Die Schweizerinnen und Schweizer reden offen über das Lebensende, den Umgang mit Sterbewünschen und mit zunehmendem Interesse auch über den FVNF, was sich in öffentlichen Diskussionen, Zeitungsberichten und Fernsehbeiträgen zeigt. Dies bedeutet auch, dass die Wahrscheinlichkeit als Gesundheitsfachperson mit dem Sterbewunsch durch FVNF konfrontiert zu werden, steigt. Die Schweizerische Akademie der Medizinischen Wissenschaften reagierte darauf und nahm 2018 den FVNF als weitere Option am Lebensende in die Richtlinie «Umgang mit Sterben und Tod» auf. Diese Richtlinie stellt Gesundheitsfachpersonen eine Orientierungshilfe dar, um mit den Herausforderungen bei der Sterbebegleitung umzugehen.

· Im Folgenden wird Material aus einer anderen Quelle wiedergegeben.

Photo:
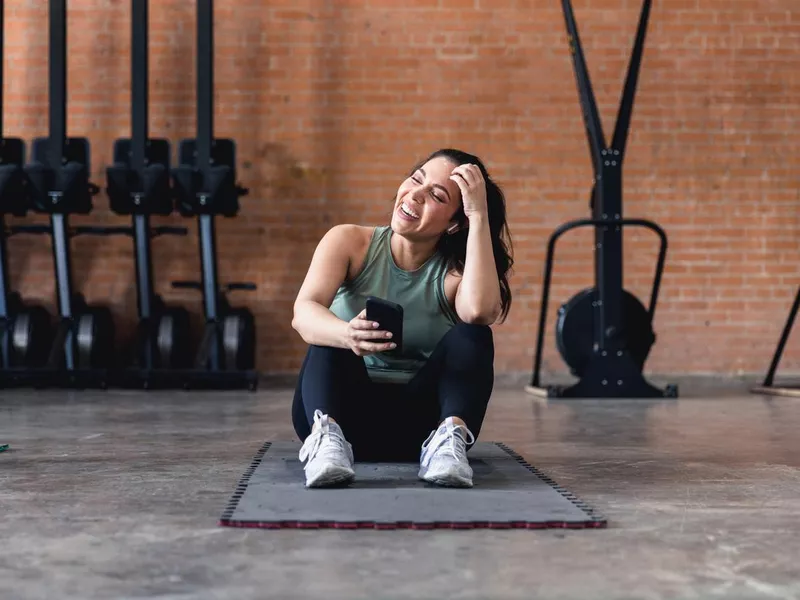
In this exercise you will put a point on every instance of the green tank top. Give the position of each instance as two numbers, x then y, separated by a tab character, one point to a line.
427	315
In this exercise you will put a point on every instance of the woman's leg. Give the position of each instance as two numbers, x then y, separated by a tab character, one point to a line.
329	403
335	382
460	376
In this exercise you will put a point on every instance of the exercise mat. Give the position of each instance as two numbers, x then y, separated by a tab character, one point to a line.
508	493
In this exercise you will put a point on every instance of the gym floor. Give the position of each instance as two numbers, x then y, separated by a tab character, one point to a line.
117	495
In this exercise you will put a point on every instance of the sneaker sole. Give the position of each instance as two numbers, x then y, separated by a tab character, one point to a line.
331	478
446	480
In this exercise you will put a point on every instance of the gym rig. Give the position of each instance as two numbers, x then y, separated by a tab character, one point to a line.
768	385
603	333
80	351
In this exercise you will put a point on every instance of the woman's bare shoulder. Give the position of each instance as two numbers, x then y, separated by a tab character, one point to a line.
354	239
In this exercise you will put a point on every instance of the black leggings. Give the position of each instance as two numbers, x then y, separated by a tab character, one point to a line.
390	421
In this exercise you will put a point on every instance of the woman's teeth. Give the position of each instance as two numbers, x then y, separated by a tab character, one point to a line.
406	210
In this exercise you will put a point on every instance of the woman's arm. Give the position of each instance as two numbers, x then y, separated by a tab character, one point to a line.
313	320
478	294
478	297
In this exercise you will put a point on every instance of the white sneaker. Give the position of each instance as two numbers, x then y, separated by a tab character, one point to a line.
443	460
329	455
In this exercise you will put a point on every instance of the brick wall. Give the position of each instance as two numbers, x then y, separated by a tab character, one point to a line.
330	106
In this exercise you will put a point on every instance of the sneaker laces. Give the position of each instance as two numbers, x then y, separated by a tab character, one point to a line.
314	443
453	442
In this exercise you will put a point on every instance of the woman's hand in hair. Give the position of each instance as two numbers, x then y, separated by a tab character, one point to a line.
473	190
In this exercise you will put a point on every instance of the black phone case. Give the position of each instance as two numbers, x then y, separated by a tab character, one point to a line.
390	317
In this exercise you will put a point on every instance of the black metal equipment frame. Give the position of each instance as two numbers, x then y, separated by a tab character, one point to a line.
611	370
58	180
35	321
205	183
139	186
768	386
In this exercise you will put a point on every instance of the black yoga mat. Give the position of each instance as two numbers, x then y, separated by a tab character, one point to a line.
508	493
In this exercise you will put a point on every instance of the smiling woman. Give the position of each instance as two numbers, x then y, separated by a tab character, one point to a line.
444	258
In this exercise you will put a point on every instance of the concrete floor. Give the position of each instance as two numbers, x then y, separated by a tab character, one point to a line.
117	495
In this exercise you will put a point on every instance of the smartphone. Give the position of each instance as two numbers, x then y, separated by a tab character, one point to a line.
389	316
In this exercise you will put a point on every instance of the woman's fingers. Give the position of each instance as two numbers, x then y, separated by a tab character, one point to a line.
371	335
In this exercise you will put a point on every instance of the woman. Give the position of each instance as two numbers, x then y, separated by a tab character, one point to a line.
444	258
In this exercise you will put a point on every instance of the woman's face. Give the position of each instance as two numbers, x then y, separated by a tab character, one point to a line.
427	201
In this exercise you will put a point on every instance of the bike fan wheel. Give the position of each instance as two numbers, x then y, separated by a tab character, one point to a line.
575	330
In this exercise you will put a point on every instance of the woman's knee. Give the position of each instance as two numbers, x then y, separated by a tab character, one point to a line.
471	345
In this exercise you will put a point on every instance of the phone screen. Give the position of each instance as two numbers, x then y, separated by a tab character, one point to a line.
389	316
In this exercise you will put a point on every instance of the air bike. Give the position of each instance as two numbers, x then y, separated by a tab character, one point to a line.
139	187
204	182
82	350
25	330
603	333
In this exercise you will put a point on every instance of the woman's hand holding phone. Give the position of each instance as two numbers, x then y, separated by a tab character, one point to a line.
364	337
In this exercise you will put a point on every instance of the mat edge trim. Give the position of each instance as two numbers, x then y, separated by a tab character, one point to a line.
596	519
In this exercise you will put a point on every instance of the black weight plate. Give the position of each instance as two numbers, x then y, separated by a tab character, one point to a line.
31	337
172	339
238	340
94	338
575	330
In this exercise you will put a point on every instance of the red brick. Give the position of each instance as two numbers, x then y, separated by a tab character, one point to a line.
331	105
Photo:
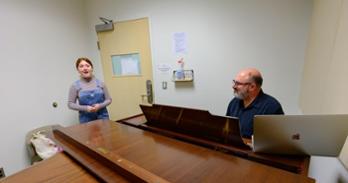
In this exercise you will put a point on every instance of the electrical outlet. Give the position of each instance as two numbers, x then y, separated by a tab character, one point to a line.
2	172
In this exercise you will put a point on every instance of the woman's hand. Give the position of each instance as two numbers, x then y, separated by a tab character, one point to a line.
93	108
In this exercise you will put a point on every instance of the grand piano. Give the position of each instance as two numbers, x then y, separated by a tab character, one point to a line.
164	144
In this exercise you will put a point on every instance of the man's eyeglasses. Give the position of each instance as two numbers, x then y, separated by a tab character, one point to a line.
237	83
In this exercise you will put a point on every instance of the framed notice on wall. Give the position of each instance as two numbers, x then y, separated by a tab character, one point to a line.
126	64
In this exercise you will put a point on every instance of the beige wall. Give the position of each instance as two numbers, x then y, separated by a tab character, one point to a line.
324	84
324	87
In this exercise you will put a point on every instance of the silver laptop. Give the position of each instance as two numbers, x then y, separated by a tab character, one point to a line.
322	135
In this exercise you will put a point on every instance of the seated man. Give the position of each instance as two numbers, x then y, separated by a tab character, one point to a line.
250	100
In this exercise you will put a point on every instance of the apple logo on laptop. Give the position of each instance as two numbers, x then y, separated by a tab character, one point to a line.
295	136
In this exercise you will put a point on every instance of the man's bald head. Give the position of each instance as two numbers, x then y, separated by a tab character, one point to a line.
251	75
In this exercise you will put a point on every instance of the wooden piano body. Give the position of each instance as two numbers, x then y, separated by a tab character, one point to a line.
134	150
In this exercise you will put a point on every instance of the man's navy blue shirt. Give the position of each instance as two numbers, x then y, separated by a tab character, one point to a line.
263	104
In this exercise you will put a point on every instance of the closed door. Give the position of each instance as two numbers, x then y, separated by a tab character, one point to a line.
126	61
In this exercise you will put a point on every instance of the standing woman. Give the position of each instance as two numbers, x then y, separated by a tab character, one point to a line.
88	95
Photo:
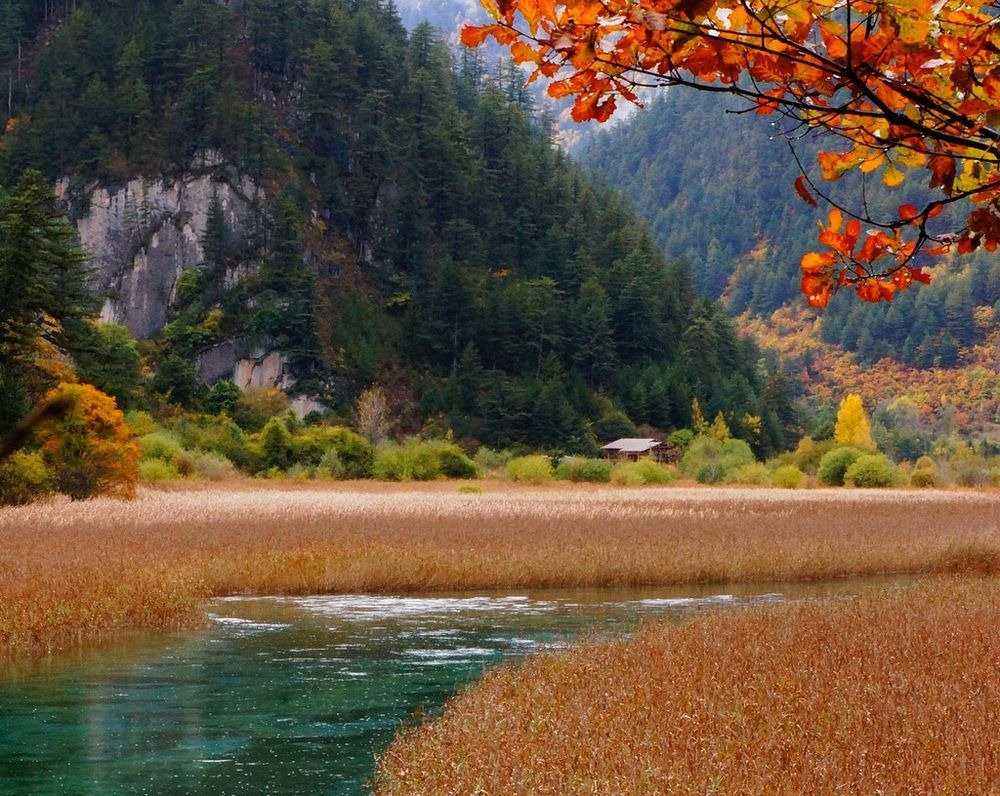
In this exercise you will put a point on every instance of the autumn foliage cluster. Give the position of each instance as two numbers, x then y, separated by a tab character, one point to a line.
902	85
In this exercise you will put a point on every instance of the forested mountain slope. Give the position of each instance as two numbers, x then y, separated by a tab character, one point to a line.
307	182
717	188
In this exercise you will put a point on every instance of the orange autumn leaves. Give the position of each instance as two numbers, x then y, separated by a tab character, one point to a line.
847	263
90	448
905	85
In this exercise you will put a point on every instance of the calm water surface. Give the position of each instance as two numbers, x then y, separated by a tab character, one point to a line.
288	695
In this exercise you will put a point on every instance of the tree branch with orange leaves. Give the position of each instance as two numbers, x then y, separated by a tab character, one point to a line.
910	85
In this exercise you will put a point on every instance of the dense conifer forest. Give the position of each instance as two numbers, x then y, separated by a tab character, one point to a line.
716	186
418	231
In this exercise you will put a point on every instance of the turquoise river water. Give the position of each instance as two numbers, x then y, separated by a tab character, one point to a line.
293	695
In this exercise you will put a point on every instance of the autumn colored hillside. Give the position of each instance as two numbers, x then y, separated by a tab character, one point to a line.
963	398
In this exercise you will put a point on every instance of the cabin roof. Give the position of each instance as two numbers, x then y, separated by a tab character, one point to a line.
632	445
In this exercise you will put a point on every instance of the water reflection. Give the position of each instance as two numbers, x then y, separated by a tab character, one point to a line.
288	695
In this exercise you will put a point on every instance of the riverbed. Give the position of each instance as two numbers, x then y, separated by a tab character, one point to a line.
290	695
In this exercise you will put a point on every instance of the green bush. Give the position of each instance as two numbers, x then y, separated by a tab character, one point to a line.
330	468
529	470
834	464
151	470
489	460
159	445
299	472
924	472
24	478
709	460
755	474
681	438
276	442
971	472
788	476
579	469
411	461
452	460
871	470
213	467
810	453
356	454
643	471
184	464
141	423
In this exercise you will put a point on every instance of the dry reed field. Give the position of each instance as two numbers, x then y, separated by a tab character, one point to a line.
891	693
74	571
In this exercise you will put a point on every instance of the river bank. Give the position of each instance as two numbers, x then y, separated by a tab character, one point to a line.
890	692
70	572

In Bezug auf FVNF werden weniger Anweisungen beschrieben, als vielmehr die kontroverse Diskussion um die Option beschrieben.
Aus nationalen und internationalen Studien geht hervor, dass bereits ein bis zwei Drittel der teilnehmenden Gesundheitsfachpersonen mindestens eine Person während des FVNF begleitet haben. Die geschätzte Häufigkeit der Todesfälle, welche auf den FVNF zurückzuführen sind, liegt in Europa zwischen 0.4%-2.1%, und es ist von einer hohen Dunkelziffer auszugehen. Nach heutigem Kenntnisstand wird der FVNF typischerweise zu Hause (52%) oder in Pflegeheimen (42%) umgesetzt, womit in der Schweiz die medizinische Versorgung in der Regel durch Hausärztinnen und Hausärzten übernommen wird.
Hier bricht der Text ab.